The UK has developed and implemented policies and processes for reaching adequacy agreements with its partners. So far it has identified 10 countries as “priority destinations” for these deals. The countries include Australia, Brazil, Columbia, The Dubai International Financial Centre, India, Indonesia, Kenya, The Republic of Korea, Singapore and the USA.

The adequacy of a third country will be determined on the basis of whether the level of protection under the UK GDPR is undermined when UK data is transferred to the respective third country, which requires an assessment of the importing jurisdiction’s data protection laws as well as their implementation, enforcement and supervision. Particularly important for the consideration will be the third country’s respect for rule of law and the fundamental human rights and freedoms.

The Mission Statement specifies four phases in assessing the adequacy of a jurisdiction. In the first phase, the UK Adequacy Assessment team will evaluate if an adequacy assessment will take place. The second phase involves an analysis of the third country’s level of data protection laws, the result of which will influence the third phase, in which the UK Adequacy Assessment team will make a recommendation to the UK Secretary of State. In the fourth and last phase, the relevant regulations will be presented to Parliament to give legal effect to the Secretary of State’s determination.

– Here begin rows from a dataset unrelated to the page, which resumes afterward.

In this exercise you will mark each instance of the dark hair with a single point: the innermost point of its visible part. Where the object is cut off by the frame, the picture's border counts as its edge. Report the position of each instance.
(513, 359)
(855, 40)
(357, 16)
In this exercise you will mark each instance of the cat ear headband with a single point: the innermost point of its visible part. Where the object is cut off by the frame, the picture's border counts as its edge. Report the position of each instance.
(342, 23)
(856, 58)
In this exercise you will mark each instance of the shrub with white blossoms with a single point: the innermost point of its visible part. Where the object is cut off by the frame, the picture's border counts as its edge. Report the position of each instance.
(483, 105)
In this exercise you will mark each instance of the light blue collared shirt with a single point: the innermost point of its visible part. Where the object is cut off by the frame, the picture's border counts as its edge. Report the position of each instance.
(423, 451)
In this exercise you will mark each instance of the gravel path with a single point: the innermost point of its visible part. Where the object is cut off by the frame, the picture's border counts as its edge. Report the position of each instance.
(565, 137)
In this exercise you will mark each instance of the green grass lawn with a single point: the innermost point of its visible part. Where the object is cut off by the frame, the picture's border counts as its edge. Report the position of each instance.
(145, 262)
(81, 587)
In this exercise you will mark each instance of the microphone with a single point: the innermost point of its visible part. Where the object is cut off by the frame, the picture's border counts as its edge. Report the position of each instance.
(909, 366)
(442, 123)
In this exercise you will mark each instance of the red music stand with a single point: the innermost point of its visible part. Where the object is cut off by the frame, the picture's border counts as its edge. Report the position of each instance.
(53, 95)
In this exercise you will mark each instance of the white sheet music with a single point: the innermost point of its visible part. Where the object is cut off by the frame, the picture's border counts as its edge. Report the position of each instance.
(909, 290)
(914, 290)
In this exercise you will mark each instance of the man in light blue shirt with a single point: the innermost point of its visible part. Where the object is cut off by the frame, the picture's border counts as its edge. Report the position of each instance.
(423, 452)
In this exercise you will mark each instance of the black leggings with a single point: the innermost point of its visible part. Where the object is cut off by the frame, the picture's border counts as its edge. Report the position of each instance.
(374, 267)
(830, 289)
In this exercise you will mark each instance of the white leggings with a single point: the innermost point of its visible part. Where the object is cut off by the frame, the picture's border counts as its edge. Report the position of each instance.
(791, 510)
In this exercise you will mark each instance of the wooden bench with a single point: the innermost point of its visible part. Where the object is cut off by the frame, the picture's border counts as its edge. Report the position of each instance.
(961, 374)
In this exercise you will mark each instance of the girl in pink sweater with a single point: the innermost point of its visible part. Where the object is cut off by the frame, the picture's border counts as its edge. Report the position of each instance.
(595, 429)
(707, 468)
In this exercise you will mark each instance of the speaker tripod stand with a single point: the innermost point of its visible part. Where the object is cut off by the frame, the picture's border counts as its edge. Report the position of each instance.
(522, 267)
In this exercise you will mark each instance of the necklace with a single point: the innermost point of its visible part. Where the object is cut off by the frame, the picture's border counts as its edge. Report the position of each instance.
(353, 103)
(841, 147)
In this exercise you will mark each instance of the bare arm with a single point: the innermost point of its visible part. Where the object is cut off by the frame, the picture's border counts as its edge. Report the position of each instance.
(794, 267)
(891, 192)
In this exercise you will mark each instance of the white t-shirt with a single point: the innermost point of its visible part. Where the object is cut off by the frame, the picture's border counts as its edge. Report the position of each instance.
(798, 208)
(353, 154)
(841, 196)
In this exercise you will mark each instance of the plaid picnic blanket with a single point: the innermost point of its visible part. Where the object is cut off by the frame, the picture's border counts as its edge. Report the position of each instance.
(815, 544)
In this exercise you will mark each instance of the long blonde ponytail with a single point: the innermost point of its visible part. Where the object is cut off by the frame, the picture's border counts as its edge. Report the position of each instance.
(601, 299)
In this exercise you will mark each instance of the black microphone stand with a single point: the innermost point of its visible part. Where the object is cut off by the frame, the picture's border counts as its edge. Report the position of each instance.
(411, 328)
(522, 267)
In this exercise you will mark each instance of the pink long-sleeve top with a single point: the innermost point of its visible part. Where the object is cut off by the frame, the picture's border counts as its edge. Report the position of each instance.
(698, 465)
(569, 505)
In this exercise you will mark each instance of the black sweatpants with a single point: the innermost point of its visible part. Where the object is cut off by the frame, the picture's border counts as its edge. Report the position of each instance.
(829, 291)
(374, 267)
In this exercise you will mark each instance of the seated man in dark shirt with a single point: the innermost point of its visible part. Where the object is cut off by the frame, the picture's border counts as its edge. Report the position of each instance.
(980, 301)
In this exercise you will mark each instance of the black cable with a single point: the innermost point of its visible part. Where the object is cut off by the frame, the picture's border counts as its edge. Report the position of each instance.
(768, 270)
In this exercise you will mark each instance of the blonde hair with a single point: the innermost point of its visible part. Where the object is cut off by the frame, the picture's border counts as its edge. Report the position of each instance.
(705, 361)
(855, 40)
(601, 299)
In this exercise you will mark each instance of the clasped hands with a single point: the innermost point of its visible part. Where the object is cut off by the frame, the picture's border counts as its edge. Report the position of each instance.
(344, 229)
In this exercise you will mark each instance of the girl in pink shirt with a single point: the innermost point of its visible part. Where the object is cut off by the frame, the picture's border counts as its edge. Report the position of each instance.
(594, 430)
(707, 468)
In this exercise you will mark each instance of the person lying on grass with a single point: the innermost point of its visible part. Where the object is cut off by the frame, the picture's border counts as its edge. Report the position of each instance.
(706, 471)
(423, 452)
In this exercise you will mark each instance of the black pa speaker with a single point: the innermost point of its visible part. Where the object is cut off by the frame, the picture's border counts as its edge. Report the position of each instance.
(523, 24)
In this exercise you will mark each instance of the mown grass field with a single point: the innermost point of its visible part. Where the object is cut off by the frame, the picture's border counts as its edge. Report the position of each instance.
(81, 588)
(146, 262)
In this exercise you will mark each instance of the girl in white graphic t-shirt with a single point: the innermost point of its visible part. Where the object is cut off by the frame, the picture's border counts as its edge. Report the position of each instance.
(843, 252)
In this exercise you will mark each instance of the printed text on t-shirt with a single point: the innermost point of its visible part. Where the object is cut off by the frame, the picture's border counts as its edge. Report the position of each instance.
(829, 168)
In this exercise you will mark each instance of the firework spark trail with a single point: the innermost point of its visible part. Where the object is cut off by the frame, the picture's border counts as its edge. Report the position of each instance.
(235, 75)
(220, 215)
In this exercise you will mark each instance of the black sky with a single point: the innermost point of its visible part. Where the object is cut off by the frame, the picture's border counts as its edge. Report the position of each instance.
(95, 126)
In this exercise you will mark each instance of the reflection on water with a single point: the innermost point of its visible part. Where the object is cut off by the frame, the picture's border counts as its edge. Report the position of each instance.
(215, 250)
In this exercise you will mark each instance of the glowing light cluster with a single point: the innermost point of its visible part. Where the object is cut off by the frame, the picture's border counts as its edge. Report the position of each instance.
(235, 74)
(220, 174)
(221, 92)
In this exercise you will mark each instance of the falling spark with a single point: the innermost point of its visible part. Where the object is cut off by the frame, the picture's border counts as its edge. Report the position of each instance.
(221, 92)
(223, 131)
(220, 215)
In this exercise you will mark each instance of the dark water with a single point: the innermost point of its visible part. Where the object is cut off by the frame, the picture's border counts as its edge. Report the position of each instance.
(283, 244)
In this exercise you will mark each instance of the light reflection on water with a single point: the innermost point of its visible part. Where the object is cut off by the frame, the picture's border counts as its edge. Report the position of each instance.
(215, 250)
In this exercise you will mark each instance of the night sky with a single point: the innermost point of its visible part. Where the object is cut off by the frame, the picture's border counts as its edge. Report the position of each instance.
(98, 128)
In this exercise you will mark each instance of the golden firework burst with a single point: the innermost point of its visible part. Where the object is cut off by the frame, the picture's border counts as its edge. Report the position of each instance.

Adequacy decisions are planned to be reviewed at least once every four years, and may be subject to judicial review.

Case dismissed by UK High Court after DSG data breach

20. August 2021

On 30 July 2021, in Warren v DSG Retail Ltd [2021] EWHC 2168 (QB), the UK High Court handed down a judgment that the claimant could not (for the time being) recover damages for data protection breaches.

The litigation was based on the following case: In 2018, DSG Retail Limited (“DSG”) was the victim of a cyber-attack. Hackers had gained access to DSG’s systems and installed malware. DSG was fined £500,000 (EUR 530,000) by the UK Data Protection Authority for failing to take adequate technical and organisational security measures. The company is accused of breaching the seventh data protection principle (“DPP7”) of the Data Protection Act 1998 (“DPA”). This fine has been appealed and is currently under legal review.

This cyber attack also affected the data of the plaintiff Darren Lee Warren.

He based the lawsuit on the theories of breach of confidence (“BoC”), misuse of private information (“MPI”), breach of the Data Protection Agreement (DPA) and common law negligence. The data breach affected data such as name, address, phone number, date of birth and email address.

Warren, however, failed to convince the court with any of his arguments. DSG successfully defended itself against the claim by arguing that it had not itself committed an active unlawful act, but that the breach was caused by an external attack. It also argued that negligence claims were not possible if breaches of the DPA were alleged at the same time. In addition, the DSG argued that a negligence claim required the assertion of compensable damages. Warren was not able to assert such damages.

However, the question of whether a claim for breach of DPP7 could be affirmed was stayed pending a final decision on DSG’s appeal of the ICO fine. Nevertheless, the claim was dismissed on all other points.